Het is dus nog steeds zoals in die reclame van IBM waarin een bezweet fotomodel midden in het oerwoud, weg kwijt, moeilijk kijken, haar ThinkPad openklapt, pats, boem, via de satelliet een perfecte verbinding, geen lege batterijen, geen geruis, niks geen problemen, alles is weer goed. Dat moeten die jongens van ‘Big Blue’ me maar eens voordoen hier.
Verder kan ik eens te meer constateren dat Australië en Nederland, en de rest van de wereld waarschijnlijk ook, wat betreft het net met precies dezelfde problemen te kampen hebben. In de IT-bijlages van de kranten, niet alleen hier, maar ook in Singapore en Maleisië, kom je dezelfde elementen tegen: veel reclame, waarin fabrikanten van hard- en software, en internet service providers de hemel en alles daar voorbij beloven. Maar ook dezelfde verhalen als in Nederland, over providers die elkaar opkopen of om zeep helpen, terwijl de ingezonden brieven-rubrieken ook hetzelfde geweeklaag bevatten over bugs en bandbreedte.

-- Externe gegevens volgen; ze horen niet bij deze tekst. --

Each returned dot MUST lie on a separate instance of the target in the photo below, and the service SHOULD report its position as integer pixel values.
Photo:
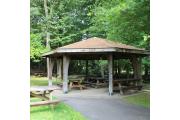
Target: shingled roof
(96, 45)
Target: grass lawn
(142, 99)
(60, 111)
(41, 81)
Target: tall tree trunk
(47, 33)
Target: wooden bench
(49, 102)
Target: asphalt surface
(107, 109)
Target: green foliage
(36, 47)
(126, 21)
(142, 99)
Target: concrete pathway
(104, 107)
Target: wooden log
(41, 103)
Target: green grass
(41, 81)
(141, 99)
(58, 112)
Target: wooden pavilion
(94, 49)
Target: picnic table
(76, 83)
(44, 93)
(126, 84)
(96, 81)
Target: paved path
(107, 109)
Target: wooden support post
(66, 61)
(136, 63)
(59, 69)
(50, 71)
(110, 68)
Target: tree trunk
(47, 33)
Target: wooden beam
(66, 61)
(50, 70)
(59, 69)
(86, 68)
(40, 103)
(136, 63)
(110, 68)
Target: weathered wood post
(59, 69)
(136, 63)
(50, 71)
(110, 68)
(86, 69)
(66, 61)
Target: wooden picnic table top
(43, 88)
(124, 80)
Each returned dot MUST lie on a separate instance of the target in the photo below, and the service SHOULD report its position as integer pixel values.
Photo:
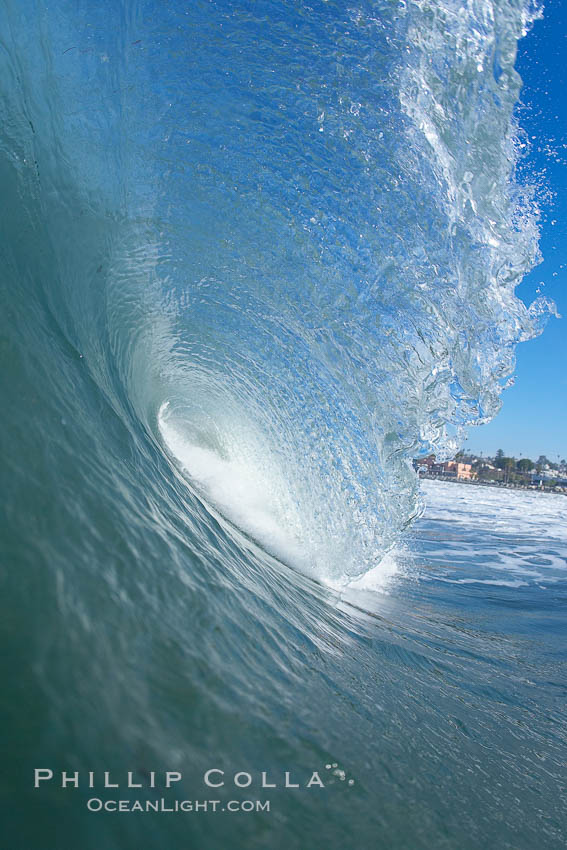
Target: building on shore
(447, 469)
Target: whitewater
(256, 258)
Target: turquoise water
(255, 258)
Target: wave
(267, 257)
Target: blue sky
(533, 419)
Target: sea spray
(298, 242)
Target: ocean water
(255, 257)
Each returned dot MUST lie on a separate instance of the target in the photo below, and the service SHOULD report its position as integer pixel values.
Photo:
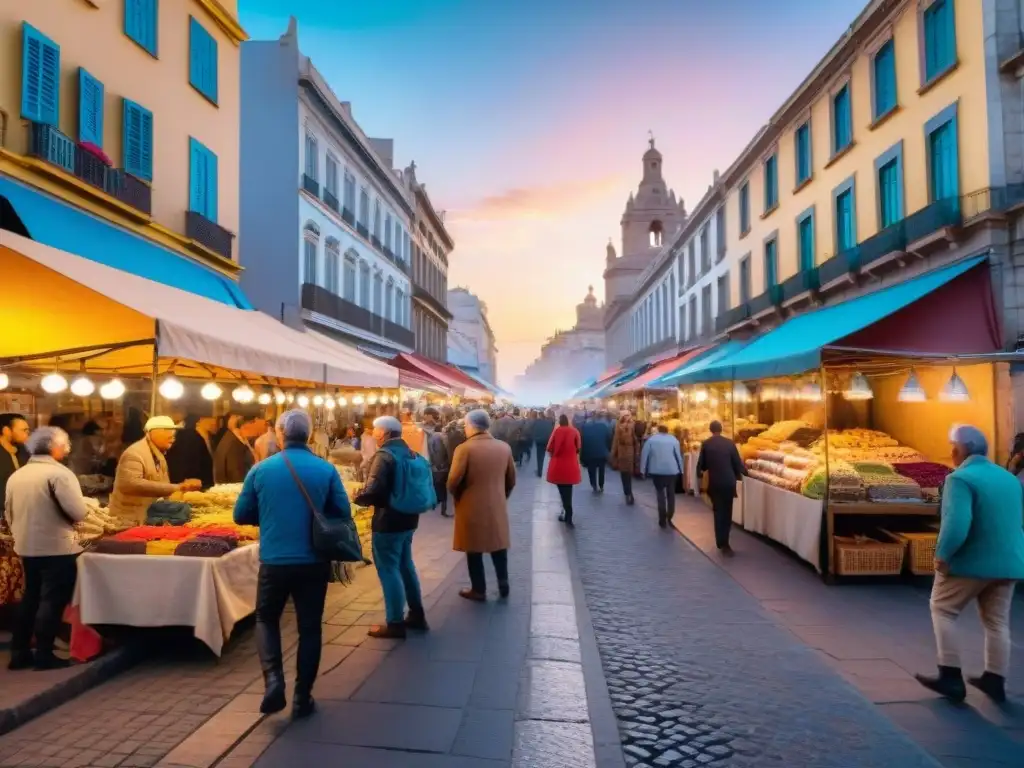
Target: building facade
(119, 135)
(567, 358)
(327, 220)
(651, 219)
(432, 246)
(470, 339)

Compuserve blijft zo ook zijn nukken houden. Vlak voor ik Nederland verliet was ik blij verrast over de spectaculaire verbetering in de snelheid van het netwerk. Hier is mijn enthousiasme weer wat getemperd, want het is weliswaar beter dan een jaar geleden, maar snel is anders. Zeer irritant is dat ik mijn post niet op kan halen via een telnetsessie vanaf de browser van Ozland. Dat moet kunnen, want ik heb het vaker gedaan. Als ik een telnetsessie opstart zegt Compuserve keurig dat er mail klaar staat. Probeer ik hem op te halen dan krijg ik de mededeling dat ik ik eerst moet overstappen naar het old-mailsystem omdat het nieuwe niet opgestart kan worden in een telnetsessie. Dat doe ik, waarna het systeem me even vrolijk laat weten dat er geen post voor me is. Nogal wiedes, want alles zit kennelijk in mijn new-mail. Loop, bug, vicieuze cirkel, het maakt me niet uit hoe u het noemt, maar u weet nu waarom u geen antwoord heeft gekregen op eventuele brieven: ik heb ze niet kunnen lezen. Even geduld, over een week of twee zijn we via Broken Hill en Bourke, als de boel onderweg tenminste niet onder water staat, in Queensland beland en daar kan ik weer goedkoop aanloggen bij de Brisbane-node van Compuserve.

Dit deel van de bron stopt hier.